Document Type : Research Articles
Department of Biotechnology, Visva-Bharati, Santiniketan, Birbhum, West Bengal, India.
Department of Radiation Oncology, Eden Medical Centre, Dimapur, Nagaland, India.
Department of Pharmacology and Molecular Sciences, School of Medicine, Johns Hopkins University, Baltimore, Maryland, United States.
Department of Statistics, Visva-Bharati, Santiniketan, West Bengal, India.
Division of Animal and Fishery Science, ICAR Research Complex for North East Hill Region,Umiam, Meghalaya, India.
Clinical Proteomics, Institute of Life Sciences, Bhubaneswar, India.

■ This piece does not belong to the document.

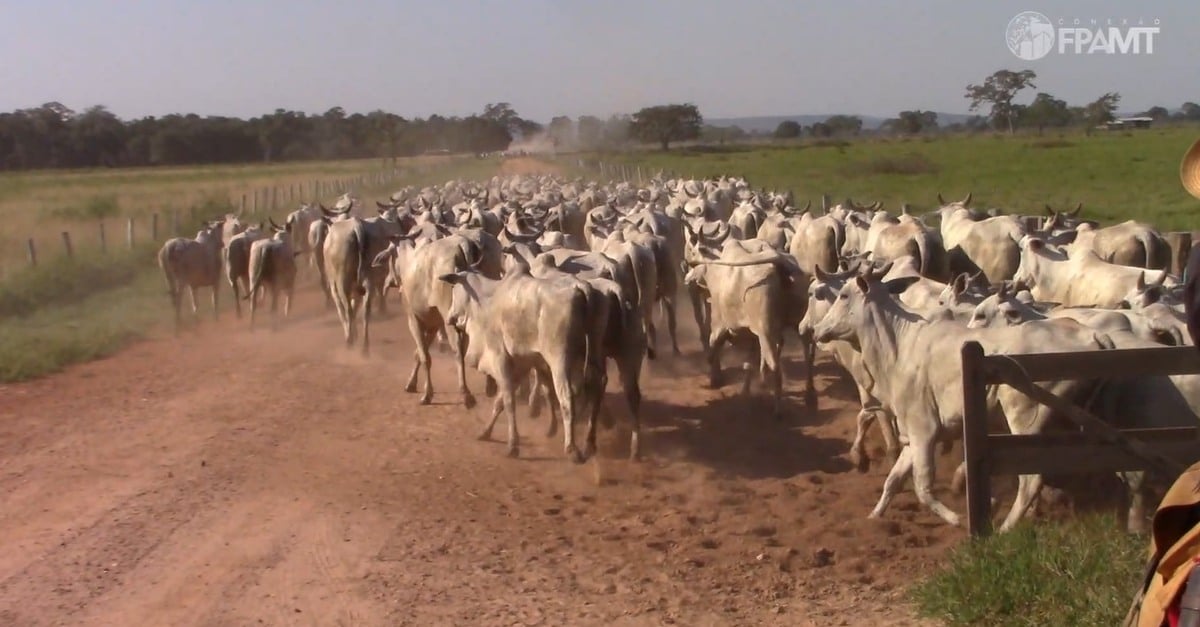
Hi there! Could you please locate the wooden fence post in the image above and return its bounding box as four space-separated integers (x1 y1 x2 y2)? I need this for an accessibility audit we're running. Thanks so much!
960 341 991 537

Department of ENT, Dr B. Borooah Cancer Institute, Guwahati, Assam, India.
State Referral Hospital, Falkawn, Mizoram, India.
Regional Institute of Medical Sciences, Department of Radiotherapy, Imphal, Manipur, India.

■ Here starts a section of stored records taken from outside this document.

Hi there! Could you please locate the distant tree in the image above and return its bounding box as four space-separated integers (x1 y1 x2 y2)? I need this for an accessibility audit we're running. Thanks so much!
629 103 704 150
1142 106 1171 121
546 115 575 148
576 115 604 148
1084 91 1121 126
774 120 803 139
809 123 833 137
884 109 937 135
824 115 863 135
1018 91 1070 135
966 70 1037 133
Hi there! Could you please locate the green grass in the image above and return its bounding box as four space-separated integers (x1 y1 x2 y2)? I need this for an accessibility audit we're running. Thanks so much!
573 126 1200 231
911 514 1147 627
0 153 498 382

Tertiary cancer center,TomoRiba Institute of Health And Medical Sciences, Arunachal Pradesh, India.
Division of Genetic Disorders ICMR-National Institute of Research in Tribal Health, NIRTH Complex, Jabalpur, Madhya Pradesh, India.

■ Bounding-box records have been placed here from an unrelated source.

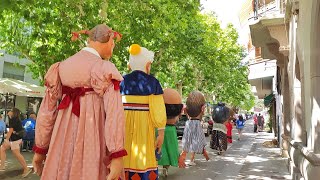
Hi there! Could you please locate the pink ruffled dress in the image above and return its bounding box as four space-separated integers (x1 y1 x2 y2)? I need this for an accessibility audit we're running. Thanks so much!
34 47 127 180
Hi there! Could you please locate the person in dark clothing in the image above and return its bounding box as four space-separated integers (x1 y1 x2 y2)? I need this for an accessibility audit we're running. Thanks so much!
0 108 32 178
252 0 259 20
22 112 37 152
210 103 231 155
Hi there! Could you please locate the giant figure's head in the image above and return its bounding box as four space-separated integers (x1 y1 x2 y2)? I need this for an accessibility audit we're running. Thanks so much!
128 44 154 74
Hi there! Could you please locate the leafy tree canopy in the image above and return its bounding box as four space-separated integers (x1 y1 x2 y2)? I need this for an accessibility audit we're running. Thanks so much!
0 0 254 109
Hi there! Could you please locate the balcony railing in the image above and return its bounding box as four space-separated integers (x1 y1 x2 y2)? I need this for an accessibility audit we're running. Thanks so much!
248 0 286 21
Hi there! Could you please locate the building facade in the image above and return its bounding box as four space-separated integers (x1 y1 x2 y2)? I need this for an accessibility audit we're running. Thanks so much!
250 0 320 180
0 50 40 113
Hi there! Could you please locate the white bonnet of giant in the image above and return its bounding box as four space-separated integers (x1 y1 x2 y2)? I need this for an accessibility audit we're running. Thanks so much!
129 44 154 71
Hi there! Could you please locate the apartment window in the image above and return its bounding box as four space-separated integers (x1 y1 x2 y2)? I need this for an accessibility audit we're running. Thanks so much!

Background: The association of BAX -248 G>A and BCL2 -938 C>A with different cancers created conflicts. We studied the correlation and the effect of these polymorphisms in patients with Nasopharyngeal Carcinoma (NPC). Methods: PCR-RFLP and Sanger sequencing were used to detect polymorphisms. Statistical analysis including forest plot and Kaplan-Meier Log-rank test was conducted to investigate the association and effect of these SNPs on the NPC patients’ survival. The computational study was performed to investigate the possible regulatory role between these polymorphisms and the poor survival of NPC patients. Meta-analysis was executed to check the tissue-specific association of these polymorphisms in the context of global cancer prognosis. Results: We observed an increased and significant association of BAX -248 G>A [GA:OR=5.29, 95%CI=1.67,16.67, P=0.004; GA+AA:OR=5.71, 95%CI=1.82,17.90, P =0.002; A:OR=5.33, 95%CI=1.76,16.13, P=0.003], and BCL2 -938 C>A [CA:OR=2.26, 95%CI=1.03,4.96, P=0.04; AA:OR=3.56, 95%CI=0.97,13.05, P=0.05; CA+AA:OR=3.10, 95%CI=1.51,6.35, P=0.002; A:OR=2.90, 95% CI=1.59,5.29, P=0.0005] with the risk of NPC. Also, these SNPs were strongly correlated with poor survival in NPC patients (lower estimated survival mean, lower estimated proportion surviving at 5 years with p <0.05). The computational study showed that these SNPs altered the binding affinity of transcription factors HIF1, SP1, PAX3, PAX9 and CREB towards promoter (Lower p indicates strong affinity). The meta-analysis revealed the tissue-specific association of these polymorphisms. BAX -248 G>A showed a significant correlation with carcinomas [A vs G:OR=1.60, 95%CI=1.09,2.34, P=0.01; AA vs GG:OR=2.61, 95%CI=1.68,4.06, p <0.001; AA+GA vs GG:OR=1.53,95%CI=1.04,2.25, P=0.02); AA vs GG+GA:OR=2.53, 95%CI=1.65,3.87, p <0.001], and BCL2 -938 C>A with other malignancies [A vs C:OR=1.45, 95%CI=1.26,1.66, p <0.001; AA vs CC:OR=2.07, 95%CI: 1.15,3.72, P=0.01; AA+CA vs CC:OR=1.42, 95%CI=1.18,1.72, p <0.001; AA vs CC+CA:OR=1.89, 95%CI=1.02,3.50, P=0.04]. Conclusions: BAX -248 G>A and BCL2 -938 C>A was associated with poor survival in NPC patients. It may increase cancer susceptibility through transcriptional regulation. Moreover, these SNPs’ effects could be tissue-specific.